Writing until the end
“The writing of a poem is, for me, an almost total act of abandon leading to discovery leading to recognition.” – Marvin Bell.
Whether it was letters to friends, poetry, or essays, Jason and Nathan Bell vividly remember their father writing every day.
The poet often worked in his study upstairs, but when young Jason or Nathan would invite friends over to play, Bell worked in a small annex in the backyard. The space was used by the house’s original owners to give Mormon missionaries a place to stay. There, Bell kept a second typewriter, and the Bells even installed a buzzer so Dorothy could notify her husband whenever he got a call.
After his sons had moved out, Bell wrote inside the house more often, penning his final collection of Dead Man poems on his MacBook at the dining room table.
The poet was collaborating with Merrill on their book, Here & Now, when the two conversed for the last time. The friends would often send one another paragraphs over email, and had a few exchanges on the day Bell told Merrill he had to go to the emergency room. Merrill had just sent him a new paragraph for the book.
“I love receiving each new para from you,” Bell had written back. “It defines the immediate future.”
A few hours later, Bell sent an email containing only one word after reading Merrill’s work, “Heartbreaking.”
During the Zoom reading in November, Marvin’s former student Naomi Shihab Nye said farewell to her teacher, reading aloud his poem, “The Last Thing I Say.”
“I hope you can feel some of the love and care you’ve sent out into the wide world coming back to wrap around you now,” she said. “I hope you know how strong it is.”

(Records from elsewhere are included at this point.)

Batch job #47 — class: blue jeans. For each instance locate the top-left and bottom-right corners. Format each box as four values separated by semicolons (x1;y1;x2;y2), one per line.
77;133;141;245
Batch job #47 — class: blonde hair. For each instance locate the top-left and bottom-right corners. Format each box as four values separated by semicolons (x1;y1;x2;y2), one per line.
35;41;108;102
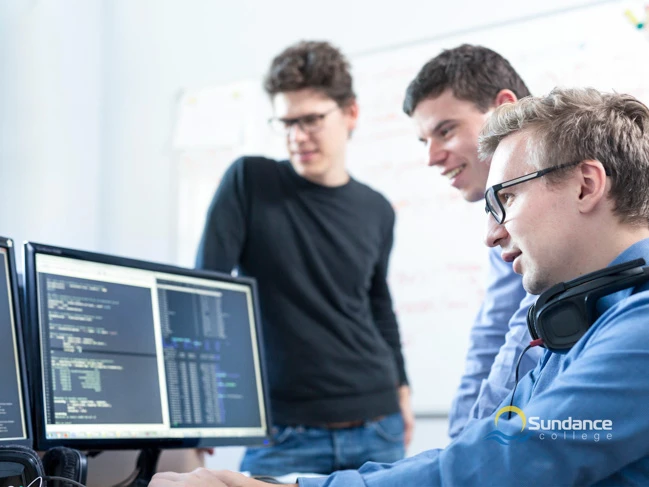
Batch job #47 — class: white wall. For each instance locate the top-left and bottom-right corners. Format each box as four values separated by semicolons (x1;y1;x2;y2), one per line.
100;0;604;261
0;0;103;258
0;0;612;261
0;0;616;476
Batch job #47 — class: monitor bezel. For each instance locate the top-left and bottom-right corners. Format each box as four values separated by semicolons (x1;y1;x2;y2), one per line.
24;242;272;450
0;237;33;448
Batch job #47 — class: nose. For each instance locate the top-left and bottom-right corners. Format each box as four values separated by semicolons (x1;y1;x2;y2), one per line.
287;123;309;143
427;138;448;166
485;213;509;247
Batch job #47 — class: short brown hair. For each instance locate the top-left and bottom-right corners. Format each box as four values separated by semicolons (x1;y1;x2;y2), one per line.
403;44;530;117
264;41;356;107
479;88;649;225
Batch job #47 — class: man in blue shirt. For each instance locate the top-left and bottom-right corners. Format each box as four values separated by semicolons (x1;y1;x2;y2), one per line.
151;89;649;487
403;44;541;438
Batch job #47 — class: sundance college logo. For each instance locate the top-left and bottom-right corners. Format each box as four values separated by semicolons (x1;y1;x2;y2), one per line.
484;406;613;445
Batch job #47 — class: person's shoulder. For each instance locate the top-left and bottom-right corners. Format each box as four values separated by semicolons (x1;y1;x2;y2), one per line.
352;178;394;215
594;289;649;336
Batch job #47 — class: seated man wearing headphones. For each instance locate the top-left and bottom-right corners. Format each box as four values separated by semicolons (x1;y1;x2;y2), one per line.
151;89;649;487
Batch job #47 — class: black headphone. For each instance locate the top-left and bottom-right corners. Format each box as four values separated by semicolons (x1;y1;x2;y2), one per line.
527;259;649;352
0;445;87;487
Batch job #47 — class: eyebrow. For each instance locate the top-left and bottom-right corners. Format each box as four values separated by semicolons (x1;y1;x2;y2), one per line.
419;118;457;142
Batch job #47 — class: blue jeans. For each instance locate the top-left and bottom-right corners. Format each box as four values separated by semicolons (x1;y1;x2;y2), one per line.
241;413;405;476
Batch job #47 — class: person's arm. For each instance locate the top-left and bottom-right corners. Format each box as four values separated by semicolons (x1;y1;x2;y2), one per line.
448;248;525;439
196;158;249;273
299;297;649;487
369;207;415;447
469;294;543;421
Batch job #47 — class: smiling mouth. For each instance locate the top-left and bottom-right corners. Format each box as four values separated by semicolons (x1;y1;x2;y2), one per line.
443;164;466;179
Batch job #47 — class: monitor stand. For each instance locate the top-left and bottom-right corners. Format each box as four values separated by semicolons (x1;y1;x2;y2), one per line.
129;448;161;487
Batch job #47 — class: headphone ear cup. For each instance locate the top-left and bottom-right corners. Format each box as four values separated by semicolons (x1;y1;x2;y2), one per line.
0;445;45;486
43;446;87;487
527;304;540;340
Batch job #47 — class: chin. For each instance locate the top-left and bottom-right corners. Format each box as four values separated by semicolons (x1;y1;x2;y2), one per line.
462;188;485;203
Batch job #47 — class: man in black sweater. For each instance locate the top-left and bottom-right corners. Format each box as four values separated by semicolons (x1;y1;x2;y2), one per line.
197;42;414;475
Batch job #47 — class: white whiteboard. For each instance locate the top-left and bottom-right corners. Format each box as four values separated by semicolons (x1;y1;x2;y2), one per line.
173;2;649;414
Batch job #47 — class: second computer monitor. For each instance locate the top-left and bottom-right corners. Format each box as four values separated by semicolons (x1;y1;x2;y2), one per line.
25;244;269;448
0;237;32;446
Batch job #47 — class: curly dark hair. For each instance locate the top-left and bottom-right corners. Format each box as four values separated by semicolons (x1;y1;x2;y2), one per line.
403;44;530;116
264;41;356;107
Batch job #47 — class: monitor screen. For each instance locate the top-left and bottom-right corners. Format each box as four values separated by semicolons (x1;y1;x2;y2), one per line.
25;243;269;449
0;237;31;446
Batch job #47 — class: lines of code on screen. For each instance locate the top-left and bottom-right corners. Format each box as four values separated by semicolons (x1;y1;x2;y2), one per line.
0;250;25;440
38;273;162;424
158;280;261;428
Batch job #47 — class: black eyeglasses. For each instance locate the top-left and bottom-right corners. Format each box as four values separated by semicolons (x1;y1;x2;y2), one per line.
485;161;581;225
268;106;340;135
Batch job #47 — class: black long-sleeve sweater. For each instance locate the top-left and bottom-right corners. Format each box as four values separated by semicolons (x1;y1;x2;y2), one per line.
196;157;407;425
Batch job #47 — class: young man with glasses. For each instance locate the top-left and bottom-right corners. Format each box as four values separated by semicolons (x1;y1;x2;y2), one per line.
197;42;414;475
151;89;649;487
403;44;540;438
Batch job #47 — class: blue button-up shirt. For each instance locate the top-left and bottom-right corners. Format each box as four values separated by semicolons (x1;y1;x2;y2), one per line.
448;248;541;438
299;239;649;487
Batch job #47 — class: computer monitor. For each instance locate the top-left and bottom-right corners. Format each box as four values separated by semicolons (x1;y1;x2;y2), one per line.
0;237;32;447
25;243;270;449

Nathan Bell sang and played his guitar. Jason Bell and dozens of others read that day, sharing their gratitude and stories. Marvin Bell addressed them all at the end, promising, as was his character, to reach out to each person who had read to thank them personally. The laptop he used that day still sits open on the desk in his study.
“Thank you,” he told them with a humble nod to his camera. “You’ve overfilled my heart.”